Kartini melakukan dobrakan baru, yang membuat kaum wanita  tidak lagi terkungkung oleh adat dan budaya. Ia melakukan gebrakan untuk kemajuan kaum wanita. Di mana ia fokus menentang feodalisme, menetang praktik poligami, dan memperjuangkan pendidikan pagi kaum perempuan. 

“Kartini mendobrak terhadap feodalisme, poligami, dan adat-istiadat yang mengungkung perempuan. Dia yakin pemberian pendidikan yang lebih merata merupakan kunci kemajuan.” (hal 8)

Kartini lahir sebagai putri Bupati Jepara Raden Mas Adipati Ario Sosroningrat dari garwa ampil atau selir bernama Ngasirah. Fakta itu membuat ia melihat dengan jelas bagaimana ibunya diperlakukan secara berbeda. Meksipun Ngasirah merupakan istri seorang Bupati, tetapi ia hidup selayaknya pembantu. Bahkan ia tak diizinkan untuk memanggil ibu kandungnya dengan panggilan  ‘ibu’. ia harus memanggil sang ibu dengan panggilan ‘yu’. Kenyataan itu membuat Kartini sedih dan geram. 

Kartini juga melihat bagaimana perlakuan berbeda yang  diberikan pada anak perempuan dan lelaki. Anak lelaki bisa bebas mendapatkan pendidikan sesuai yang mereka inginkan. Tetapi bagi perempuan, mendapatkan pendidikan itu sesuatu yang sulit untuk digapai. Perempuan harus rela dipingit—guna disiapkan sebagai  seorang istri yang baik, yang bisa memasak, melayani suami dengan penuh pengabdian—bahkan jika ia dipoligami.

Peraturan itulah yang membuat Kartini berontak. Ia tidak mau dikalahkan adat istiadat yang membuat gerakan perempuan dibatasi. Ia juga ingin mendapatkan kesempatan selayaknya anak lelaki untuk memperoleh pendidikan yang layak. 

Ia mengungkapkan segala keresahannya dengan melakukan korespondensi dengan Estelle “Stella” Zeehandelaar, sahabat pertamanya dari Belanda. Di sana ia menuliskan segala hal yang berhubungan dengan adat budaya yang membelengu kaum wanita, termasuk tentang masalah pendidikan.

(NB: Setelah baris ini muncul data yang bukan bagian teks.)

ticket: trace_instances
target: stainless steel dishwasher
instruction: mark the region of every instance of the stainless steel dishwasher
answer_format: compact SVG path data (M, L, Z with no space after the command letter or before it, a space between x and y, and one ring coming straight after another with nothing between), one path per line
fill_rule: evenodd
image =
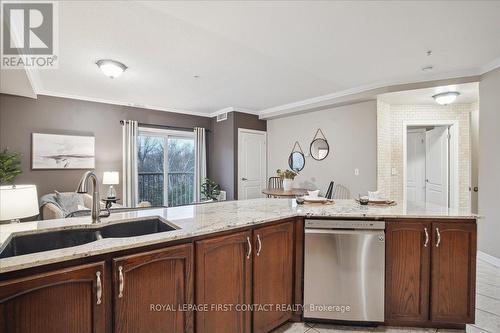
M306 321L384 321L384 230L384 221L306 219Z

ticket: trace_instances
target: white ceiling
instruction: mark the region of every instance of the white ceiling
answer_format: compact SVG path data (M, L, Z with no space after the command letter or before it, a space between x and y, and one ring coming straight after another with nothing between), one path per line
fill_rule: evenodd
M477 82L398 91L381 94L378 98L389 104L436 104L432 96L447 91L460 93L454 103L473 103L479 100L479 84Z
M500 63L499 1L61 1L59 10L59 69L33 73L36 93L200 115L287 112ZM129 69L109 79L101 58Z

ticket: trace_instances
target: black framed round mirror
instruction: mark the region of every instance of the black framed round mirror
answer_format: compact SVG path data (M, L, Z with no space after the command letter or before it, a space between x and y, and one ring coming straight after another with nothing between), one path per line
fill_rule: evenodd
M292 171L299 172L304 169L306 158L300 151L292 151L288 157L288 166Z
M309 147L309 152L311 153L312 158L316 161L321 161L328 156L328 153L330 152L330 145L326 139L314 139Z

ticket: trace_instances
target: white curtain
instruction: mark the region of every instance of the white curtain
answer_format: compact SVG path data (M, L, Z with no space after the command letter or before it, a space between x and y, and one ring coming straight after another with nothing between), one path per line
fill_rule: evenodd
M205 129L194 128L194 199L201 201L201 184L207 177L207 151Z
M123 204L137 206L137 136L135 120L123 121Z

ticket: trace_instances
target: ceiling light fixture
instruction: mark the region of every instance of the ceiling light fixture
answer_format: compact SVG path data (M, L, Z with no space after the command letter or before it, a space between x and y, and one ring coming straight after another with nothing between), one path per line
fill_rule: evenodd
M453 103L457 99L458 95L460 95L460 93L457 91L448 91L448 92L436 94L436 95L432 96L432 98L434 98L436 103L438 103L440 105L448 105L448 104Z
M122 75L122 73L128 68L121 62L111 59L97 60L95 64L104 73L104 75L112 79Z

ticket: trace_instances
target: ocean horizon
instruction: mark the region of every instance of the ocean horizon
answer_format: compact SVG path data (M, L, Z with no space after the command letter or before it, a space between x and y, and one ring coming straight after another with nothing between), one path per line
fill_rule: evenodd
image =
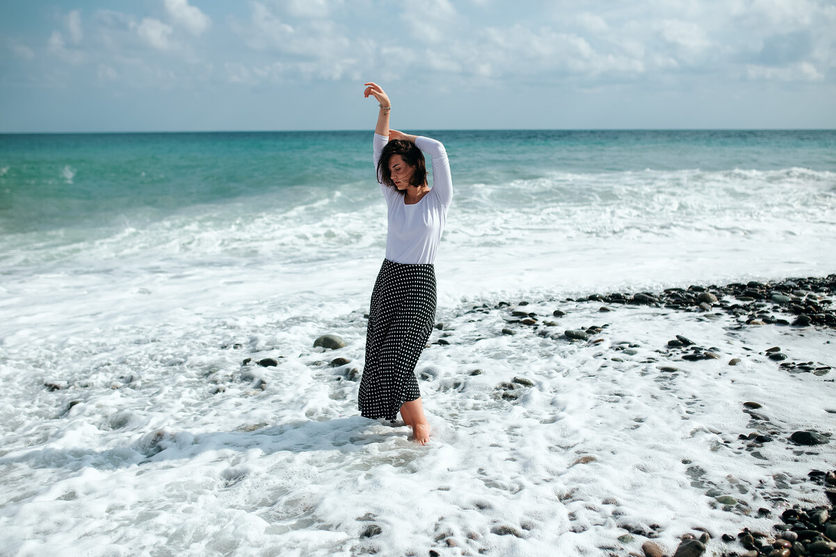
M778 319L832 313L836 130L421 133L454 185L426 447L356 409L371 130L0 134L0 554L716 549L826 503L834 444L789 435L832 432L836 330ZM719 300L613 301L671 289Z

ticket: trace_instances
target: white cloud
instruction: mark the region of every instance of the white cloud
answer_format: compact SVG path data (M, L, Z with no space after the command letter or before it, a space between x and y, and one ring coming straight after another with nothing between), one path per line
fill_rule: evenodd
M822 81L824 75L809 62L799 62L783 68L748 64L747 77L760 81Z
M248 26L236 25L233 28L246 38L247 44L257 50L275 49L298 57L299 68L303 63L316 59L323 64L324 74L334 75L334 67L357 64L352 53L352 43L337 25L328 19L303 21L293 27L279 19L264 4L252 3L252 15ZM308 74L316 72L310 71ZM331 69L326 69L329 67Z
M99 64L98 74L99 81L115 81L119 79L116 70L106 64Z
M288 0L288 13L297 18L327 18L334 5L342 0Z
M703 28L693 22L665 19L659 27L665 41L681 47L687 54L699 54L711 45Z
M212 19L188 0L165 0L166 12L178 24L194 35L204 33L212 25Z
M170 37L173 31L171 25L151 18L144 18L136 28L137 34L144 41L160 50L168 50L172 47Z
M252 3L251 27L236 25L233 28L246 38L247 44L257 50L281 48L287 45L293 36L293 28L282 22L259 2Z
M68 49L64 36L59 31L53 31L47 42L49 51L64 62L77 64L84 61L84 53L74 49Z
M14 38L8 38L6 44L8 46L8 49L22 60L31 60L35 57L34 50Z
M73 44L80 43L84 34L81 30L81 13L79 10L73 10L68 13L64 23L67 24L67 30L69 31L69 38L73 41Z
M576 20L582 29L589 33L605 33L609 29L604 18L589 12L579 13Z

Menurut Kartini “Pendidikan dan ilmu pengetahuan akan memajukan kaum perempuan. Dengan pendidikan, seorang perempuan tak perlu dipingit. Pendidikan, melalui sekolah dan cara-cara lain, akan melengkapinya dengan keahlian yang bisa menopang hidupnya sendiri, juga menentukan jalan hidupnya  dalam urusan perkawinan.” (hal 12)

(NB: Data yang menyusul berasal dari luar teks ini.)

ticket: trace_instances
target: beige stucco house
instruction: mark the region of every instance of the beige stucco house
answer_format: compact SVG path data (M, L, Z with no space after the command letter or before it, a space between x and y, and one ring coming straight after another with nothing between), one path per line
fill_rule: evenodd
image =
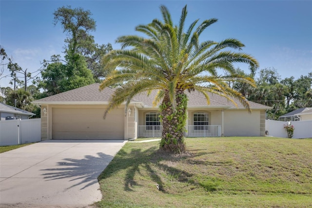
M0 103L0 121L5 121L8 117L10 117L10 119L28 119L35 115L31 112Z
M40 106L41 139L126 139L159 137L162 129L153 93L140 94L128 108L121 105L103 116L114 89L100 92L95 83L33 102ZM265 136L265 113L270 107L250 102L249 113L237 102L197 92L188 93L187 137Z

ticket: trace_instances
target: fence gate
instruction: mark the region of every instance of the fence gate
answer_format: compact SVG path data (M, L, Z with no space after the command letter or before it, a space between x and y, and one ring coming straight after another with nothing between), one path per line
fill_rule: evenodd
M0 121L0 146L41 141L41 119Z

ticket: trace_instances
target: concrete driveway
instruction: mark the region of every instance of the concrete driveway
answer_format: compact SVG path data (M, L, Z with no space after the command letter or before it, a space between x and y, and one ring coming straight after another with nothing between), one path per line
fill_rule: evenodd
M49 140L0 154L0 207L83 208L124 140Z

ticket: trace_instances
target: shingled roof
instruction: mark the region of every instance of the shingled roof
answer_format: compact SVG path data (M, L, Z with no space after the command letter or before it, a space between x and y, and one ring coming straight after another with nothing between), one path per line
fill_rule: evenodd
M107 87L103 90L100 91L99 90L99 83L96 83L38 100L33 103L39 104L108 103L114 90ZM141 103L142 105L146 107L152 107L156 93L156 90L153 91L149 96L147 96L146 93L140 93L134 98L132 102ZM232 102L218 95L213 93L209 94L210 98L210 104L208 105L206 98L198 92L193 92L187 93L187 94L189 98L188 107L206 106L207 107L224 107L226 108L236 107ZM243 105L237 100L234 99L234 100L237 104L238 108L243 108ZM249 103L252 109L267 109L271 108L271 107L256 103L250 102Z

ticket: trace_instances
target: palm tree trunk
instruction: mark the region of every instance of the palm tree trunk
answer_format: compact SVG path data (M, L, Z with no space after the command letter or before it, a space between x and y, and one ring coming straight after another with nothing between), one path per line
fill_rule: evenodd
M166 92L160 106L163 128L159 149L176 154L186 150L184 133L187 97L182 90L177 89L176 98L176 106L175 108L170 102L169 93Z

Sebelum mengenal Stella, Kartini lebih dulu mengenal Marie Ovink-Soer, Istri Asisten Residen Jepara Ovink. Dari perempuan Belanda itu, ia mengenal majalah De Hollandsceh dan berhasil membuat ayahnya berlangganan majalah itu. Berkat majalah itu ia mengenal Stelle dan melakukan  korespondensi dengan aktivis feminis asal Belanda tersebut. Dari dua tokoh tersebut, Kartini mengenal J.H. Abendanon dan istrinya,  Rosa Manuela Abendanon-Mandri dan tokoh penting lainnya. Pada mereka itulah Kartini mengungkapkan segala gagasan yang ia miliki, yang membuat mereka memerhatikan nasib perempuan Jawa. 

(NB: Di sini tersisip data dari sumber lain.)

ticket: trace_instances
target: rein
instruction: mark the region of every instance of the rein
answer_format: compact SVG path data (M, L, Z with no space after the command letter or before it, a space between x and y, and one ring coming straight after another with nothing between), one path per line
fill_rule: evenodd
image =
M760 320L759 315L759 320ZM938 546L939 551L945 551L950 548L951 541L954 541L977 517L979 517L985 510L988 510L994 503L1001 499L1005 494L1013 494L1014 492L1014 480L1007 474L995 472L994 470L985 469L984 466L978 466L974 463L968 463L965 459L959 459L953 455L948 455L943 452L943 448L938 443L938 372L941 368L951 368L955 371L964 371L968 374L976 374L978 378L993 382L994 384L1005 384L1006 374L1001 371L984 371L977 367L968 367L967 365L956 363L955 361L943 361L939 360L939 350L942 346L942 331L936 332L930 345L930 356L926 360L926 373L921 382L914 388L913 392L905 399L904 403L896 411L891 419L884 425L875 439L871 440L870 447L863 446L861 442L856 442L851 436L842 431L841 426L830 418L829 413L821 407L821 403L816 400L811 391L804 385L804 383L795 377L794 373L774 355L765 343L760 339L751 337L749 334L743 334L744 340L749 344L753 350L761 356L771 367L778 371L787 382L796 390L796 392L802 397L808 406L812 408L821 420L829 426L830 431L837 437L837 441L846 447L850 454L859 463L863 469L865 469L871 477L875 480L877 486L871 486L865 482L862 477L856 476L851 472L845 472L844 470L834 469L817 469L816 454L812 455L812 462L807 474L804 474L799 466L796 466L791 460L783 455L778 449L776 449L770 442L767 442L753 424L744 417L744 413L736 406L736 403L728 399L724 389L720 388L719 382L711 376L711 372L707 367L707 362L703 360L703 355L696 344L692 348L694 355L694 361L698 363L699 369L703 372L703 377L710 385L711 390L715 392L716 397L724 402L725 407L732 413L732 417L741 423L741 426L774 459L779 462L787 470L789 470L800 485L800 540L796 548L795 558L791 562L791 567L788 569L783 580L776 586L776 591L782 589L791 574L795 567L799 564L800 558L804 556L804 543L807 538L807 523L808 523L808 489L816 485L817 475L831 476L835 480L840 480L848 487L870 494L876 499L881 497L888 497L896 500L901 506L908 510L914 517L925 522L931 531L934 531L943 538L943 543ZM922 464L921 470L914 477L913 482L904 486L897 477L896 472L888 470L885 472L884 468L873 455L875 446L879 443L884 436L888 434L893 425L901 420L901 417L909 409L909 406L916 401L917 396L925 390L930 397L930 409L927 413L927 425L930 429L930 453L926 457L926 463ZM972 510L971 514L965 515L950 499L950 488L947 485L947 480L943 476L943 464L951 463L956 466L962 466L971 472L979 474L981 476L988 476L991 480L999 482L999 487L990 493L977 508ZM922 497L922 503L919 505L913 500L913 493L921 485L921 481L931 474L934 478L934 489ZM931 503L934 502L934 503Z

Hanya saja perjuangan Kartini tidak berlangsung lama. Ia memang memiliki gagasan-gagasan yang maju, tetapi ia usianya tak sepanjang gagasan yang ia miliki. Kartini meninggal pada usia 25 tahun, empat hari etelah melahirkan putranya, Soesalit. 

Sebelum masuk dunia pingitan, Kartini menikmati masa kanak-kanaknya dengan menyenangkan. Ia bermain dan sempat menikmati serunya  belajar di skeolah. Ia mendapat julukan ‘trinil’ karena ia  adalah sosok yang lincah, gesit, cerdas dan tidak bisa diam. Ia fasih dan  mahir menulis bahasa Belanda. Ia juga gemar membaca, sehingga pengetahuannya sangat luas.

Hanya saja pada usia 12 tahun, ia harus menerima takdirnya sebagai perempuan. Ia harus dipingit. Ia tidak dapat lagi melihat luasnya dunia, menikmati kebebasan dan atau sekadar melanjutkan pendidikan,  sampai ada sosok yang datang untuk melamarnya.  

Adat kolot itu mencengkeram langkah Kartini dan membuatnya berontak. Beruntung ia memiliki kakak yang baik hati, RM panji Sosrokartono yang dengan senang hati meminjamkan buku-bukunya. Di tempat sempit itulah ia belajar sendiri dengan memperbanyak bacaabn, termasuk membaca berbagai  buku, koran dan majalah—baik dari dalam atau luar negeri—milik sang ayah.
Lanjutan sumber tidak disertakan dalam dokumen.